|
|
Here is a list of all NTFS design issues which have come up that effect the structure, along with current resolution (if there is one) of the issue. The resolution of these issues affects the "NTFS Design Specification 1.1" issued May 29, 1991. This list will be the final qualification to the spec until there is time to update it to a form which reflects the actual implementation. Of course the most precise definition of NTFS will always be in the header file which describes its structure: ntfs.h.
These issues have been collected primarily from our own internal review and the feedback received from MarkZ. They are listed here in no particular order.
Issue 1:
Support for nontagged attributes is a pain in the low-level attribute routines, as well as in Format and ChkDsk. They are of very little value to the File System in terms of space or performance.
Resolution:
Nontagged attributes are being dropped for the purposes of NTFS's own use of attributes to implement the disk structure. Nontagged attributes will be supported with the general table support.
Issue 2:
The EXTERNAL_ATTRIBUTES attribute, should have a better name, and its definition should be changed to simplify various NTFS algorithms.
Resolution:
The attribute name has been changed to the ATTRIBUTE_LIST attribute. It is still only created when a file requires more than one file record segment. At that time it is created to list all attributes (including those in the base file record) by type code and (optional) name. it is ordered by Attribute Type Code and Attribute Name.
One reason for this change is to facilitate the enumeration of all attributes for a file with multiple file record segments. This slightly different definition also gives NTFS's attribute placement policy more freedom to shuffle attributes around within the file record segments.
Issue 3:
Attribute ordering rules within the file, within each file record segment, and within the ATTRIBUTE_LIST were not completely specified.
Resolution:
The only rule for the ordering of attributes within each file, if there are multiple file record segments, is that STANDARD_INFORMATION must be in the base file record segment, and (at least the first part of) the ATTRIBUTE_LIST attribute must also be in the base file record segment. In general, the system should try to keep the other system-defined attributes with the lowest Attribute Type Codes present in the base file record segment when possible, for performance reasons.
Within each file record segment, attributes will be ordered by type code, name, and then value. (If an attribute is not unique in type code and name, then it must be indexed and the value must be referenced.)
The entries of the ATTRIBUTE_LIST will be ordered by attribute code and name.
Reliance on these ordering rules may be used to speed up attribute lookup algorithms.
Issue 4:
NTFS is NOT secure on removeable media without data encryption.
Resolution:
Functionality for the encryption of communications and physical media is already planned for Product 2 of NT, at which time we will decide what the best mechanism will be for integrating this support with removeable NTFS volumes.
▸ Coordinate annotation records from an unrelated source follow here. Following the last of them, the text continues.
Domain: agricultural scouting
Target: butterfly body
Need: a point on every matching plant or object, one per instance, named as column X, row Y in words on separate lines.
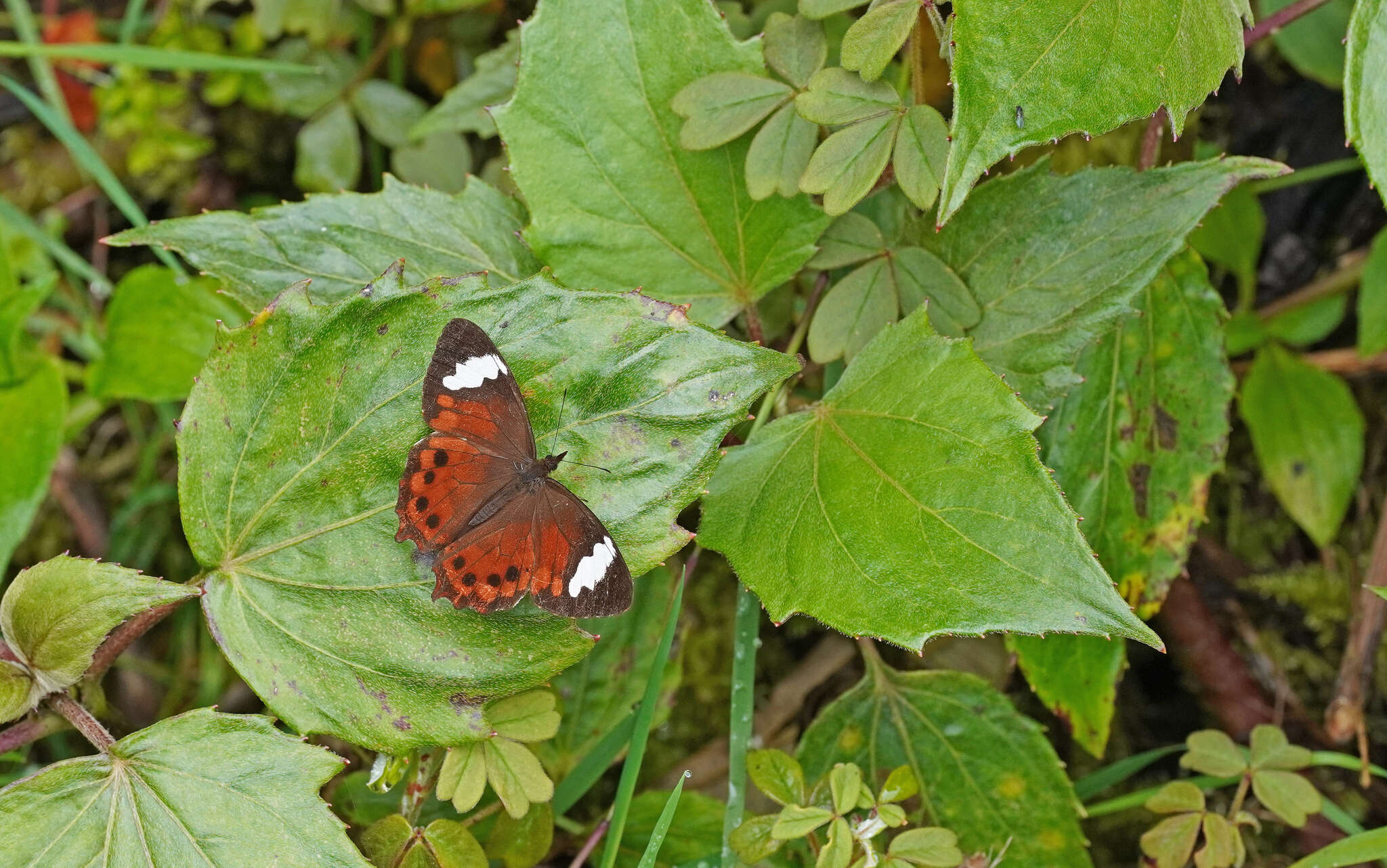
column 483, row 504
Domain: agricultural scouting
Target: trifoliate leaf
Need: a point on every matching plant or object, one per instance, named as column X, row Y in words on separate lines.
column 849, row 239
column 778, row 154
column 777, row 774
column 723, row 106
column 672, row 218
column 945, row 451
column 921, row 150
column 873, row 41
column 516, row 775
column 929, row 846
column 529, row 717
column 795, row 47
column 1212, row 752
column 464, row 777
column 798, row 821
column 1176, row 798
column 1308, row 437
column 197, row 789
column 56, row 613
column 848, row 164
column 836, row 96
column 1053, row 263
column 1287, row 795
column 1171, row 842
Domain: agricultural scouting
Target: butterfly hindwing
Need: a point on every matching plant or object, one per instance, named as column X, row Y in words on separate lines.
column 476, row 496
column 471, row 391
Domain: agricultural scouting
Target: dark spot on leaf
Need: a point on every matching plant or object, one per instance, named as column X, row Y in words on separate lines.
column 1140, row 479
column 1167, row 429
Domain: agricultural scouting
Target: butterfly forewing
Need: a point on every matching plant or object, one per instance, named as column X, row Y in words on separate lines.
column 475, row 494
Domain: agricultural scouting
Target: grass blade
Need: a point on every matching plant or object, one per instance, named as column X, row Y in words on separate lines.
column 744, row 680
column 152, row 57
column 1090, row 785
column 88, row 160
column 593, row 764
column 641, row 731
column 662, row 825
column 21, row 18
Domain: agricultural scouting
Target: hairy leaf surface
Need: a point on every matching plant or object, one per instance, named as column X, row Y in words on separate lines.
column 291, row 456
column 1077, row 67
column 1054, row 261
column 985, row 771
column 341, row 242
column 595, row 149
column 910, row 504
column 197, row 789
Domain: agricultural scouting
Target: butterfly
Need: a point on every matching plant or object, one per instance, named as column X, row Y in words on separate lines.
column 477, row 497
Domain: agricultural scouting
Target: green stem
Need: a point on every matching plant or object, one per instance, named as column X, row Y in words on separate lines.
column 26, row 30
column 1308, row 174
column 745, row 628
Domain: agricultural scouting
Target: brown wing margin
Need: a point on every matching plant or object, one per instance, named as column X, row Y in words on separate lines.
column 487, row 410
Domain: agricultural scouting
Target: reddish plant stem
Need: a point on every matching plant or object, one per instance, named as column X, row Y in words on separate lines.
column 1151, row 140
column 81, row 720
column 1344, row 716
column 591, row 844
column 124, row 635
column 1279, row 20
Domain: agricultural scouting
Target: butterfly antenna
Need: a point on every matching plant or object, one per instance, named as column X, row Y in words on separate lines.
column 568, row 460
column 559, row 420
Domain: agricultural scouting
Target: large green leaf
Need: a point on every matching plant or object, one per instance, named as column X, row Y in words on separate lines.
column 30, row 440
column 1314, row 43
column 599, row 691
column 1077, row 66
column 595, row 149
column 1308, row 436
column 1054, row 261
column 985, row 771
column 291, row 456
column 464, row 108
column 197, row 789
column 341, row 242
column 1365, row 88
column 54, row 615
column 910, row 504
column 1134, row 448
column 158, row 330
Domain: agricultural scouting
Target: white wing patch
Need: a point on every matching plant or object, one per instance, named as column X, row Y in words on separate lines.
column 593, row 567
column 475, row 372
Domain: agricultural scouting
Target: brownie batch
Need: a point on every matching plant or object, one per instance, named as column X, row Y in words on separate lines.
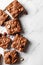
column 12, row 26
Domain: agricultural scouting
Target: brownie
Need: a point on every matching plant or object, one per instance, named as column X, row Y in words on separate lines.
column 0, row 57
column 11, row 57
column 3, row 17
column 13, row 26
column 15, row 8
column 19, row 42
column 4, row 41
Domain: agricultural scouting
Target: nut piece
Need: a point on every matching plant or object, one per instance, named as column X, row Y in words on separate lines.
column 19, row 42
column 11, row 57
column 3, row 17
column 15, row 8
column 4, row 41
column 13, row 26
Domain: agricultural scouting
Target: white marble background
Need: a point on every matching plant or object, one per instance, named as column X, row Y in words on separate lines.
column 33, row 30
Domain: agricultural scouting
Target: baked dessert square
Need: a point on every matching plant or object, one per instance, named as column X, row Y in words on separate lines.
column 13, row 26
column 3, row 17
column 15, row 8
column 19, row 42
column 11, row 57
column 0, row 57
column 4, row 41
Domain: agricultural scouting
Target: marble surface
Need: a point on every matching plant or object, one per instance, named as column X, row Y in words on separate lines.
column 33, row 30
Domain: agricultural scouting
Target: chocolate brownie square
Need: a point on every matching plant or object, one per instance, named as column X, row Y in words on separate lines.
column 15, row 8
column 4, row 41
column 11, row 57
column 19, row 42
column 13, row 26
column 0, row 57
column 3, row 17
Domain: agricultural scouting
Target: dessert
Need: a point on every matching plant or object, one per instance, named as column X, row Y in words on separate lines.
column 13, row 26
column 11, row 57
column 3, row 17
column 19, row 42
column 15, row 8
column 4, row 41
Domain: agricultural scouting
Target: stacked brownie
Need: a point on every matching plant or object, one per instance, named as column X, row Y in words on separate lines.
column 13, row 27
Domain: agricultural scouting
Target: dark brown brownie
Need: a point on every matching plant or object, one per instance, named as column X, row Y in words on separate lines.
column 3, row 17
column 15, row 8
column 13, row 26
column 4, row 41
column 11, row 57
column 19, row 42
column 0, row 57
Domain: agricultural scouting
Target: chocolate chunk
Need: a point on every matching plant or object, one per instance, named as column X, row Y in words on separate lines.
column 19, row 42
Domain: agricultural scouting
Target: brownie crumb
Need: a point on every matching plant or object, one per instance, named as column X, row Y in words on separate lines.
column 11, row 57
column 15, row 8
column 3, row 17
column 4, row 41
column 19, row 42
column 13, row 26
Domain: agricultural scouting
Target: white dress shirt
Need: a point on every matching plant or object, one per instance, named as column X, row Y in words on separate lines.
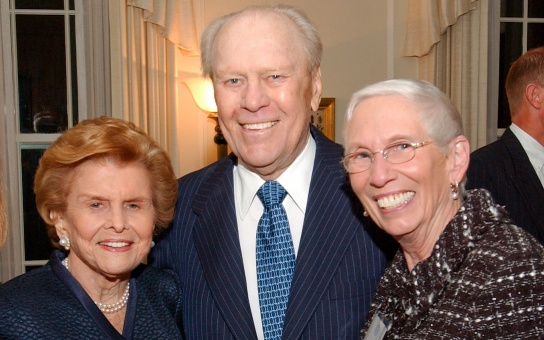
column 296, row 181
column 533, row 148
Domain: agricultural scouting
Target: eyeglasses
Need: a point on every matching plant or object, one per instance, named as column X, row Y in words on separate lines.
column 394, row 153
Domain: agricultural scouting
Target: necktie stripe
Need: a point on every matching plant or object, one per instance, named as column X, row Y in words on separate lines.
column 275, row 259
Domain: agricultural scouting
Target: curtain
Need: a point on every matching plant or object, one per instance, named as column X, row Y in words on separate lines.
column 145, row 37
column 449, row 38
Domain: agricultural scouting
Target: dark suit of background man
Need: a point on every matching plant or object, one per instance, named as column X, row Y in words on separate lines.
column 266, row 74
column 511, row 168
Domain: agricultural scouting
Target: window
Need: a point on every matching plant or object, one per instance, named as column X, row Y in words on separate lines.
column 40, row 86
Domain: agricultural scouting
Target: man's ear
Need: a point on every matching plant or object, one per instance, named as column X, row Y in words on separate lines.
column 534, row 95
column 460, row 155
column 317, row 87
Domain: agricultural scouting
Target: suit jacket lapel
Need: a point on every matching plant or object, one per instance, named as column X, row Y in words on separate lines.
column 525, row 178
column 218, row 247
column 324, row 240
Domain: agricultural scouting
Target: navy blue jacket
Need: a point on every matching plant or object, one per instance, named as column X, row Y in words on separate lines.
column 337, row 269
column 48, row 303
column 504, row 169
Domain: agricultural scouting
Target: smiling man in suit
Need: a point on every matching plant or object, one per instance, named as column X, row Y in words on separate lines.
column 511, row 168
column 265, row 66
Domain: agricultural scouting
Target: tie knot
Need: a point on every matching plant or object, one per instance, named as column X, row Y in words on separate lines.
column 271, row 192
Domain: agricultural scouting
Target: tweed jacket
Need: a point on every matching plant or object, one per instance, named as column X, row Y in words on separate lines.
column 337, row 269
column 48, row 303
column 483, row 280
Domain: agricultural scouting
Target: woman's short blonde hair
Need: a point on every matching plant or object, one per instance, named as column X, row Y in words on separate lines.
column 100, row 139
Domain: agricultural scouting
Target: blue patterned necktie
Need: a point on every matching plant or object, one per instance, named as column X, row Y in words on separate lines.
column 275, row 259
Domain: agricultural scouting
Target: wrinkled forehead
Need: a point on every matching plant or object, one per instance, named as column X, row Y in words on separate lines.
column 260, row 27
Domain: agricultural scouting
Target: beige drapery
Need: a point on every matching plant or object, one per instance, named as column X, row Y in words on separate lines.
column 146, row 35
column 450, row 39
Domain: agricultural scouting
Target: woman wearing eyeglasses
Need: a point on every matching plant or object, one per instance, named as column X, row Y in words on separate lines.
column 463, row 271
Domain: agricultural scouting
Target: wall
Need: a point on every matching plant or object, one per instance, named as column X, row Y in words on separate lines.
column 362, row 42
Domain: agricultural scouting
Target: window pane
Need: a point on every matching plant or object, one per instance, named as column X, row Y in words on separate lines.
column 536, row 9
column 39, row 4
column 37, row 245
column 512, row 8
column 535, row 35
column 511, row 48
column 41, row 61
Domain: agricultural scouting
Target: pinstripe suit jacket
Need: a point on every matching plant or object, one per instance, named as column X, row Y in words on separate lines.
column 504, row 169
column 337, row 269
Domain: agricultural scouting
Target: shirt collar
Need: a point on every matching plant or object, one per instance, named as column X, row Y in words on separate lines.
column 534, row 150
column 295, row 179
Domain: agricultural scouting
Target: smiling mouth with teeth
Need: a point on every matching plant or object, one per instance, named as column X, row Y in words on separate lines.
column 259, row 126
column 393, row 201
column 115, row 244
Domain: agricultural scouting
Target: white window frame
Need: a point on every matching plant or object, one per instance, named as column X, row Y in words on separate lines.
column 94, row 99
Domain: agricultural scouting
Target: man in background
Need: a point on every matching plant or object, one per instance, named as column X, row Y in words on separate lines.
column 265, row 66
column 511, row 168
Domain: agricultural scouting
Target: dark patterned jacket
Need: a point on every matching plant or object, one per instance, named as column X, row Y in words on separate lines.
column 48, row 303
column 483, row 280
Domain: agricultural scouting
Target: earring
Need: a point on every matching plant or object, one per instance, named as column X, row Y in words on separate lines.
column 64, row 242
column 455, row 190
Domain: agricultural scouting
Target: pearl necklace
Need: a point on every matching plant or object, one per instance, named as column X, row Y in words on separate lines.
column 108, row 307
We must insure now that this can be implemented in a upward-compatible manner.
Issue 5:
It would be very desirable for WINX to have the ability to uniquely identify and open files by a small number.
Resolution:
Logically the ability to use this functionality must be controlled by some privilege, as it is expensive and nearly impossible to come up with a consistent strategy on how to do correct path traversal checking, in a system such as NTFS which supports multiple directory links to a single file. Once the requirement for a special privilege is accepted, it is relatively easy for NTFS to support an API which would allow files to be opened by their (64-bit) File Reference number. The File Reference is perfect for this purpose, as it includes a 16-bit cyclically-reused sequence number to detect the attempt to use a stale File Reference. I.e., the original file with the same 48-bit Base File Record address has been deleted, and a new file has been created at the same address.)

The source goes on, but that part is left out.